@iamchemist
For some reason, you replied by Reporting Dave's response as though you had a complaint. This is what you said:
Having looked up the switch in question online, I very seriously doubt that it can cause an interruption that would affect persistent connections. It looks like an ordinary Ethernet switch with some energy-saving abilities, but there is no evidence of any switch-initiated "few millisecond" session disconnects. I have to believe that you misunderstood what you either heard or read about this device's properties.

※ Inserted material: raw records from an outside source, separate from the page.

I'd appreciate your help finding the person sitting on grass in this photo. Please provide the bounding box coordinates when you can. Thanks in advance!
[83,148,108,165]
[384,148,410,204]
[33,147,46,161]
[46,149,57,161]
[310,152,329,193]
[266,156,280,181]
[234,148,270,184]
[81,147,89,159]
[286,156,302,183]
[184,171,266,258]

If you have two users plugged in through that ordinary but slightly more energy-efficient switch, BOTH are continuously connected because either port will respond on demand within a very low number of milliseconds, and network time-outs take 30 seconds if the drivers are all set up according to standard configuration options.
The only disruptive event of note in Ethernet usage - for ANY Ethernet network, not just yours - is due to collisions (two Ethernet users sending simultaneously within microseconds of each other). If there is a network collision , the rules of Ethernet networks allow what is called "evasion" so that both conflicting senders have the chance to send their data again VERY quickly. After a collision, they re-transmit a few milliseconds apart from each other because each port on an Ethernet has different delay times. Since this is a Gigabit network running a TCP/IP-based traffic load that has the typical 1500-byte packet limits, messages will occupy MICROseconds - not milliseconds. Depending on byte formats, a full packet with NO compression and with normal 8-bit bytes with a parity bit will take less than 15 microseconds on a true Gigabit network.
With only a couple of users, the odds are highly against having enough of a collision-based outage to drop a connection. A "re-transmit after collision" doesn't mean a "disconnect for a few milliseconds every few minutes." The only way that you would get a session disconnect would be if there was a failing network I/F card. We don't have to get into failure modes because from your other posts, both network cards are working.
As to the Report, I am going to call that "Resolved" and make it inactive.
As to whether that switch is causing you problems, I won't say 100% NO on that, but it is a high 99+% NO, the only possible exception being a physically faulty switch - but your users are getting through, so that is ALSO unlikely.
I think it is clear - we are looking at a software or networking protocols consideration as the source of your slowdown. The "persistent connection" is the best path to initially pursue. Checking for having forms or queries set up for pessimistic locking would be MY second choice as a potential problem, but others may disagree with me by thinking of other sources of software interference.
By the way, Dave's reference to "duck" test is for this kind of test:
"If it looks like a duck and swims like a duck and quacks like a duck and waddles when it walks, the odds are that it is, indeed, a duck."